The rock solid image Gladstone gained in his later career has obscured the reality of what an impetuous and even reckless man he always was. Gladstone twice even tried to escape from his parliamentary career: once when he became the Corfu-based Commissioner for the Ionian Islands in 1858 and in 1844 when he wrote to the prime minister proposing he should resign his cabinet seat and become special envoy to the Vatican. Sir Robert Peel wisely ignored the letter.
“Gladstone was not a dreadful person,” Jenkins tells us, contradicting Clement Attlee who said the opposite. Jenkins needs to reassure us of this because almost everything he tells us about the great man, particularly in his early chapters, inclines us to the opposite view. Most obviously this appears in Gladstone’s sickening religiosity, which he spread over everything to the extent of saying the l832 Reform Bill had “something of the Anti-Christ” about it, and later planning to appoint only churchgoing Anglicans to public service jobs, however humble.
“Sin, condemnation and fear played a great part in his religion,” writes Jenkins. This is not only manifest in his miserable shame at masturbation and the use of pornography, but in what is Roy Jenkins’ claim to have contributed to Gladstonia: compiling the accounts of the Grand Old Man’s relationships with prostitutes.
Gladstone was an unhappy, tormented man, never at ease with himself, who found it easier to converse with streetwalkers than with women of his own class. He discovered this early: his first recorded encounter with a prostitute was at the age of 18 when he went to Oxford on a preliminary visit before joining the university. If this was a chance meeting, he took advantage of it, as he saw her again the following day.
In middle and old age he would be seeking out the same prostitutes again and again, sometimes going to their lodgings to look for them. He was obsessed with one called Elizabeth Collins, for example, in the summer of l851 when he was 41, and once recorded spending two hours in her rooms, “a strange and humbling experience”, after which he went home to scourge himself.
If his intention was genuinely the reclaiming of these women’s souls, he should long since have given it up as a bad job: he recorded in 1854 that of the 80 to 90 prostitutes he had dealt with in the previous five years, only one had given up her life of sin.
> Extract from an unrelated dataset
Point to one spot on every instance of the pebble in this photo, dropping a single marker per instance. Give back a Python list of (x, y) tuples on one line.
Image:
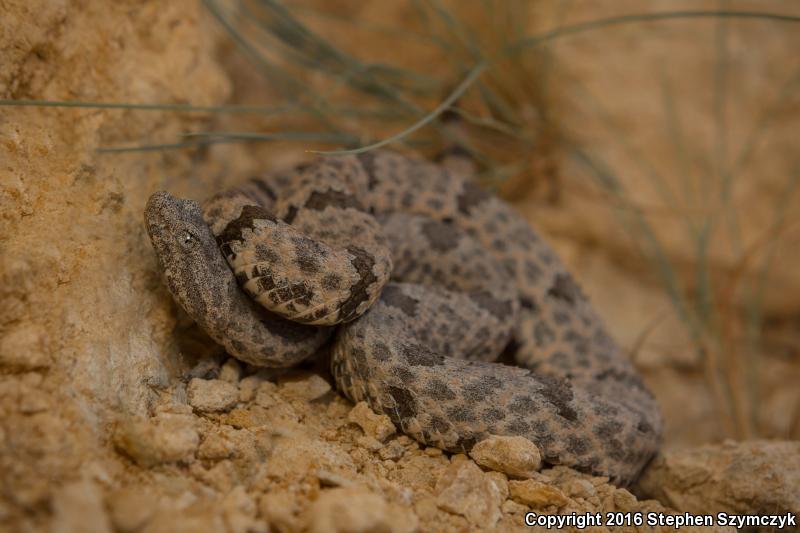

His joy in the presence of his favourite prostitutes is undisguised, and his protestations that he had never practised “infidelity to the marriage bed” imply, by their very specific nature, that he had done other things which fell short of it.
Jenkins sees Gladstone as “in many ways the greatest figure of the 19th Century” and finds his failings easy to excuse. These locker-room comparisons of who was the greatest figure or greatest prime minister do not impress. Gladstone was a poor prime minister where foreign affairs were concerned; no more than average as a party leader; an exceptionally good chancellor of the Exchequer; and a brilliant performer in the House of Commons and on the public platform. It is as a peacetime prime minister dealing with domestic policy that his reputation must primarily be assessed.
Jenkins moves through the complex political history of the 19th Century with skill, often in more detail than is strictly necessary, but no one is obliged to read every word about the household franchise or the Maynooth grant. Jenkins aimed at writing a comprehensive biography which would be the standard work for many years, and he has achieved this.
Apart from the sexual material, Jenkins has no new historical insight, which is unremarkable considering the amount already written about Gladstone. More surprising is the lack of any additional insight provided by Jenkins’ own considerable political career, which included splitting his own party, which he has in common with Gladstone. Were there doubts or fears? Did he ever countenance the slightest thought that he had made a dreadful mistake?
Gladstone was indeed great, though his greatness was very sporadic. Jenkins is clearly a fan, but, despite his enthusiasm and Gladstone’s late radicalism, which endears him to the hearts of modern liberals, my increasing impression in reading this long life was what a truly impressive statesman was Disraeli.
Jad Adams is the author of Tony Benn: a biography (MacmillanPan).